Nigeria is set to take another major step toward a more digital financial system as the Central Bank of Nigeria (CBN) unveils new cash-related policies effective January 1, 2026.
The revised framework aims to reduce the high cost of managing physical cash, enhance security, and discourage the hoarding of large amounts of currency. While the CBN continues to promote digital payments, it acknowledges that many Nigerians still rely heavily on cash for daily transactions.
The changes were announced in a circular titled “Revised Cash-Related Policies” issued on December 3, 2025, by Dr. Rita Sike, Director of Financial Policy and Regulation.
This new directive replaces more than twenty earlier guidelines, marking one of the most significant policy overhauls since the 2022 cash redesign crisis.
What Has Changed?

Cash deposits are now completely free, with no limits and no penalties. Individuals and businesses can deposit any amount without incurring additional charges, a major relief for traders, market operators, and others who routinely handle large volumes of cash.
However, weekly cash withdrawal limits have been tightened:
- Individuals: Up to ₦500,000 per week
- Businesses: Up to ₦5 million per week
Withdrawals that exceed these limits attract penalties, 3% for individuals and 5% for businesses. These charges will be shared between the CBN and the processing bank.
ATM withdrawals are capped at ₦100,000 per day, and these count toward the weekly limit. All naira denominations will now be stocked in ATMs for better accessibility.
Additionally, third-party cheques above ₦100,000 can no longer be cashed over the counter and will also count toward the withdrawal limit.
The previous system that granted special waivers, allowing individuals to withdraw up to ₦5 million and corporates up to ₦10 million monthly, has been scrapped.
Banks are now required to maintain detailed monthly reports of all cash deposits and withdrawals above the approved limits and forward them to the CBN.
Who Is Exempt?
Government accounts at the federal, state, and local levels remain exempt from the new withdrawal limits.

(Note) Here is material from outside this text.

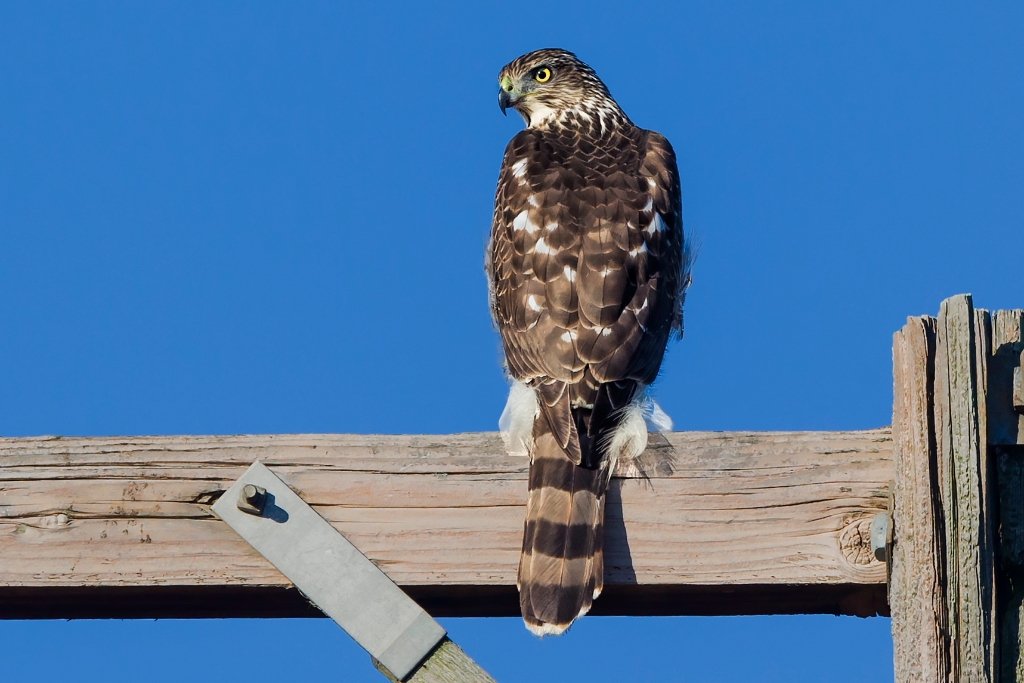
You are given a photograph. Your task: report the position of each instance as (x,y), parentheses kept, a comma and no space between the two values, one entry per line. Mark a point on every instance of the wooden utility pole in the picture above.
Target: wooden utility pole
(728,523)
(957,423)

Microfinance banks, primary mortgage institutions, and select non-interest financial institutions are also excluded from the caps.

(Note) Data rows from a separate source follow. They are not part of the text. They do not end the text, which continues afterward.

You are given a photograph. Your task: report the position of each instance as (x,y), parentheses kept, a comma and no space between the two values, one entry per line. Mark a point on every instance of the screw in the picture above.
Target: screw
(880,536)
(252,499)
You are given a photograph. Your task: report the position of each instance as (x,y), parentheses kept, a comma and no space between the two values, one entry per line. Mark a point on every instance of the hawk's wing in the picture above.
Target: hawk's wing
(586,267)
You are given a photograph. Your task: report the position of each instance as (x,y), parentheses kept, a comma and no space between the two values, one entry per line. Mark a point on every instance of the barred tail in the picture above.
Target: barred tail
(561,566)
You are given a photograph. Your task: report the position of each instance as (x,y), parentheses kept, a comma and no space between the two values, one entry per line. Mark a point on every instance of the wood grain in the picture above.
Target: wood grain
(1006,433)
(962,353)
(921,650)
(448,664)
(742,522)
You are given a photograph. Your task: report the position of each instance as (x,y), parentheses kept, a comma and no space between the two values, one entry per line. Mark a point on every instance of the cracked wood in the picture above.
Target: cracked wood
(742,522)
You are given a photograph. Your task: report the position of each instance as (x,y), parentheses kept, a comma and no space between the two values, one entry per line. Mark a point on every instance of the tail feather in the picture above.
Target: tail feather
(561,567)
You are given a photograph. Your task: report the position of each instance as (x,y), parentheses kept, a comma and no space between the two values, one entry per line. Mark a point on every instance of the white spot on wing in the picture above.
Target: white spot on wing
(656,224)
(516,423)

However, embassies, diplomatic missions, and international donor agencies will now operate under the same withdrawal restrictions as the general public.
Why the Policy Matters

Nigeria has spent more than a decade trying to reduce its dependence on cash. The cashless policy introduced in 2012 sought to lower operational costs, curb corruption, and modernize Nigeria’s financial system.
There have been notable gains. In 2025, Nigeria was removed from the FATF grey list, reflecting improvements in anti–money laundering controls. Electronic payment adoption has also surged, with billions of transactions recorded in 2025.

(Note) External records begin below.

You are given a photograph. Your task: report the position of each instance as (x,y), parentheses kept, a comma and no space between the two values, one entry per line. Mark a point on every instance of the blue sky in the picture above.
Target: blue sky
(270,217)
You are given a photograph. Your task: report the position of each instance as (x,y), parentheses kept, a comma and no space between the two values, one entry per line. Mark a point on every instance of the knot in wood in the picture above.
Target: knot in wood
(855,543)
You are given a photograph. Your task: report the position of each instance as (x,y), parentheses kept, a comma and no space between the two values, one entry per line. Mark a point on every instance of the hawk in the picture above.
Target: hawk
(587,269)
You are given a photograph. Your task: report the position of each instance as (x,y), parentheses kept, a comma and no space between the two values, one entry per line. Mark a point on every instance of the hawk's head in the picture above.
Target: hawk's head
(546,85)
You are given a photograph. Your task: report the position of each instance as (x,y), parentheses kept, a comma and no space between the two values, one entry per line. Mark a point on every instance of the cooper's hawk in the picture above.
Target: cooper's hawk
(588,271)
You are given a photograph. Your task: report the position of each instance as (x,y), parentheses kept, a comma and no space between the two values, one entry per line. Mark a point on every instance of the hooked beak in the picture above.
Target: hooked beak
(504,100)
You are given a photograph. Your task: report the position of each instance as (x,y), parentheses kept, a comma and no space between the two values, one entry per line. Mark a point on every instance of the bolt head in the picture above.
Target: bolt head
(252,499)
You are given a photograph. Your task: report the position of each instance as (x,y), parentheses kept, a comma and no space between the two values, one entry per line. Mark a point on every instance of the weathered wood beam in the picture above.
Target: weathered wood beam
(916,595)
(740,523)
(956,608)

Yet, many Nigerians still operate in cash-heavy environments. Limited internet access in rural areas and lingering distrust in digital platforms continue to slow progress.
The CBN’s new approach attempts a middle ground—promoting digital payments while accommodating the realities of the informal sector.
Experts are divided. Some view the policy as a balanced and practical adjustment. Others warn that increased cash usage could worsen inflation or raise currency in circulation at a time when Nigeria is still battling rising prices and a volatile naira.
How It Affects You

For many Nigerians, especially traders and cash handlers, the removal of deposit limits is a welcome relief. Individuals can now deposit high-value cash without fear of extra charges.
However, the ₦500,000 weekly withdrawal cap may pose challenges for people who depend heavily on cash, such as event planners, wholesalers, and market operators. Individuals who exceed the limit will pay a 3% penalty on the excess amount.
Businesses have more flexibility with a ₦5 million weekly limit, but they are encouraged to adopt digital payment channels such as PoS, mobile banking, and transfers to avoid penalties and streamline operations.
In addition, the CBN now mandates banks to refund verified cases of digital fraud within 72 hours, making cybersecurity more critical than ever.
Way Forward
The revised withdrawal policy reflects a future where cash remains relevant but no longer dominant. With full implementation expected before the end of 2025, customers are advised to consult their banks and prepare ahead.
Nigeria’s financial landscape is rapidly evolving. Understanding these changes will help individuals and businesses adapt as the nation advances toward a safer, more efficient cash-light economy.